Genes are carried on chromosomes. Different versions of a gene are called alleles. The standard allele found in a population is referred to as the wild-type allele. Most plants and animals have at least two copies of each chromosome, one inherited from each parent. The copies of the genes found on these homologous chromosomes may be identical or different; that is, the organism may carry two copies of one allele, or one each of two different alleles. In the first case, the organism is called homozygous for that gene, and, in the second, it is called heterozygous.

Alleles differ from each other in their sequence of nucleotides, which may change the structure and function of the protein the gene codes for. Because of this, different alleles may have different effects on an organism's appearance or ability to survive. These effects can be helpful, harmful, or neutral.

An example of balanced polymorphism can be illustrated with the set of enzymes in the liver that act like an assembly line (or, more accurately, a disassembly line) to detoxify poisons and other chemicals. Different alleles for these enzymes can affect how well an organism can protect itself from exposure to harmful chemicals. An especially active form of a detoxifying enzyme, which is encoded by a specific allele, can cause accumulation of potentially harmful intermediates. If the other allele encodes an enzyme with low activity, the potential for this enzyme to cause harm is lessened, and the benefits of its activity will be felt by the organism. If an individual has two copies of the very active allele or two copies of the low-activity allele, it may not survive well. In the first case, too much enzyme activity will result in high levels of the harmful intermediate, and in the second case, too little enzyme activity will be present for detoxification. Therefore, the best situation for the organism is to have one copy of each allele. Because of this, both copies are maintained in the population.

The effects of alleles and whether they are maintained in a population can be influenced by the environment. A classic case of balanced polymorphism in humans that is influenced by the environment is the sickle-cell allele of the β-globin gene. This gene forms part of hemoglobin, which carries oxygen in red blood cells.
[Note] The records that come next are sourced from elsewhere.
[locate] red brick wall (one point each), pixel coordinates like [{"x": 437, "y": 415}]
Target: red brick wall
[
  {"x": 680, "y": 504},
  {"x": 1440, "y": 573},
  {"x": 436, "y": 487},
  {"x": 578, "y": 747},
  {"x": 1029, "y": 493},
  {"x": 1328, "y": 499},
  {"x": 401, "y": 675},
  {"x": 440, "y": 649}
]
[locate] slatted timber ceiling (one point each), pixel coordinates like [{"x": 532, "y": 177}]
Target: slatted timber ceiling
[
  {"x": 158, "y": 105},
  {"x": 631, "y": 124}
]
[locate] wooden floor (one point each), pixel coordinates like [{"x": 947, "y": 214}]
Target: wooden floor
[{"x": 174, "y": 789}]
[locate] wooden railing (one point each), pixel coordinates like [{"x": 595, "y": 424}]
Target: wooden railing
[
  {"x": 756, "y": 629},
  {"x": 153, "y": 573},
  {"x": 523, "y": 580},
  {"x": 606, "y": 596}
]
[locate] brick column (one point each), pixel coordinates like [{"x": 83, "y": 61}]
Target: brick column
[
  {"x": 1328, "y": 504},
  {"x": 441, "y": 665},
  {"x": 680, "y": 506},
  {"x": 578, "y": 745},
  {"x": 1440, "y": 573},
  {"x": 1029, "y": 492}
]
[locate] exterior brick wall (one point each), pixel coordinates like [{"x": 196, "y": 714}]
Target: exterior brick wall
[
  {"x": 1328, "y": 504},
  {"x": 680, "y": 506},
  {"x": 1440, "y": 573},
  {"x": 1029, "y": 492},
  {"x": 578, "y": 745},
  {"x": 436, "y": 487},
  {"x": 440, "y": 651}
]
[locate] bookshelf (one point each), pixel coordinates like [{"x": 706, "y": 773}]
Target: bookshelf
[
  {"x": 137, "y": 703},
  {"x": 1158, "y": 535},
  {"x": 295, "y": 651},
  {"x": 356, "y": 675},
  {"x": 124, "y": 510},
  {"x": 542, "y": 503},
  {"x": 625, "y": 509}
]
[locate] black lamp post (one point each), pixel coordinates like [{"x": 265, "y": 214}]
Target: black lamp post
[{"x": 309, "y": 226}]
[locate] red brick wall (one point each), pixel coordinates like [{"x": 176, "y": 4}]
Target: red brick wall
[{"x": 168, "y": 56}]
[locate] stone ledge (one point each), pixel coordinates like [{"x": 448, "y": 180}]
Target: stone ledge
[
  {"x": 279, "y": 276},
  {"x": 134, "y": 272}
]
Individuals who have two copies of the β-globin sickle-cell allele develop sickle-cell disease and generally do not survive into adulthood without intensive medical care. Individuals with one copy of the β-globin sickle-cell allele and one β-globin wild-type allele have red blood cells that are functional and resistant to the organism that causes malaria. Because individuals with this combination of alleles tend to survive malaria better than those who carry only the wild-type allele, the combination is advantageous to those who live in areas where malaria is present. This is called "heterozygote advantage." As a result, the beta-globin sickle-cell allele will be maintained along with the wild-type allele in populations exposed to malaria—an example of balancing selection.

Bibliography

Weaver, Robert F., and Philip W. Hedrick. Genetics, 2nd ed. Dubuque, IA: William C. Brown, 1992.

—R. John Nelson

Biology Q&A: What is balanced polymorphism?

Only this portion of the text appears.